Monday Market Minute | Apr 13, 2020
CERB payments begin flowing — fiscal stimulus becomes the backstop for private market portfolios
What Moved
The Canada Emergency Response Benefit began distributing payments in the first week of April, with over 5.6 million applications processed by mid-month — a staggering number for a program launched in weeks. CEWS approvals accelerated, keeping millions of Canadians on payroll even as businesses remained shuttered. The combined fiscal response exceeded $200 billion in direct spending and liquidity support. Mortgage deferral rates continued to climb, reaching approximately 15% of all Canadian mortgages.

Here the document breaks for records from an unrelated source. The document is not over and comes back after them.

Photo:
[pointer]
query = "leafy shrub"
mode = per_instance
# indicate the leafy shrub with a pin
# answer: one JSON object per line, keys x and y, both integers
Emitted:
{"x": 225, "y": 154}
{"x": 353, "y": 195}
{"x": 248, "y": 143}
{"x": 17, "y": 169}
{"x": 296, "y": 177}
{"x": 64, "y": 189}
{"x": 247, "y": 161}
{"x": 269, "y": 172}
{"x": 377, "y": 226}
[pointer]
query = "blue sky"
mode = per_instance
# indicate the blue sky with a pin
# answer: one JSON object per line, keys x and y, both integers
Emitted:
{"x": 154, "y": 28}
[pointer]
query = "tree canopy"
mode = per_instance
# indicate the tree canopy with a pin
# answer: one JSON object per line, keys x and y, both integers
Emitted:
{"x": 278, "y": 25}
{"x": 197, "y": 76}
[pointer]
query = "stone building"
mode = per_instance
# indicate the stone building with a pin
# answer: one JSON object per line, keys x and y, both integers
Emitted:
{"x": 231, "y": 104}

However, the income floor provided by CERB reduced the probability that deferrals would convert to actual defaults.
Why It Matters
The speed and scale of the fiscal response was the single most important variable for private credit and MIC investors. CERB effectively transformed a potential solvency crisis into a managed liquidity event. Borrowers who might have defaulted could instead defer payments while maintaining household income. For private credit portfolios, the fiscal backstop reduced tail risk — the worst-case scenario of cascading defaults became materially less likely.
Signal to Watch
Monitor StatsCan employment data for April. The magnitude of job losses would indicate how long CERB would need to remain in place to prevent credit deterioration.